China's Central Bank Supports Cross-Border RMB Interbank Financing to Boost Offshore Market Liquidity
This article contains AI assisted creative content
China's central bank has issued a framework supporting domestic banks in cross-border RMB interbank financing with overseas institutions, aiming to enhance offshore RMB liquidity, promote cross-border RMB usage, and strengthen risk-managed capital flow.
The People's Bank of China (PBOC) clarified that cross-border RMB interbank financing covers borrowing and lending between domestic and foreign financial institutions, including account financing, bond repos, and other arrangements involving real claims and liabilities. The framework excludes domestic banks' purchases of foreign interbank certificates of deposit or bonds.
Eligible domestic banks include Chinese-funded, wholly foreign-owned, and joint-venture banks, as well as foreign bank branches in China. Overseas counterparties include central banks, commercial banks, insurance companies, securities firms, fund managers, and long-term institutional investors such as sovereign wealth and pension funds.
Key Features
Risk-Managed Lending Limits: Net RMB lending to overseas institutions is capped based on capital levels and funding capacity, with thresholds designed for macroprudential stability.
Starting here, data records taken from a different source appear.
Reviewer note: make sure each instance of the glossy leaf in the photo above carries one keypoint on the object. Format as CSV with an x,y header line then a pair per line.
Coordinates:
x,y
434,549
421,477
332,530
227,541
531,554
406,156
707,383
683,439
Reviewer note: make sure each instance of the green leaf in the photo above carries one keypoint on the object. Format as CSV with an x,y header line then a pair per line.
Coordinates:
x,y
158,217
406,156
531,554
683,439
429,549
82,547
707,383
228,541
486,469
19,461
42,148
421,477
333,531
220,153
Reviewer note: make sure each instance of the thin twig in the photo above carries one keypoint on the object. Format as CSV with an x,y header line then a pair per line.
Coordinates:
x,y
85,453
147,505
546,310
Banks must set up internal monitoring systems, with alerts at 80% of the cap.
Countercyclical Flexibility: The PBOC can adjust lending parameters based on offshore RMB liquidity and cross-border capital flow trends.
Exemptions for Trade-Related Flows: RMB cross-border lending tied to genuine trade financing, indirect loans to overseas enterprises, and transactions via RMB clearing banks are excluded from net lending limits.
Governance & Reporting: Banks must report monthly activity through the RMB Cross-Border Payment Information Management System (RCPMIS). The PBOC will monitor compliance both on-site and off-site.
THREE
The framework gives domestic banks clearer, more flexible access to offshore RMB markets. By consolidating limits into a net lending cap, banks can optimize multiple interbank and trade-related transactions without overlapping restrictions.
For market participants, this offers an opportunity to leverage RMB liquidity offshore, support cross-border investment, and reduce reliance on third currencies for trade settlement. Cross-border interbank financing under these rules will play a central role in facilitating RMB-denominated transactions, providing liquidity, and supporting China's broader trade and investment flows.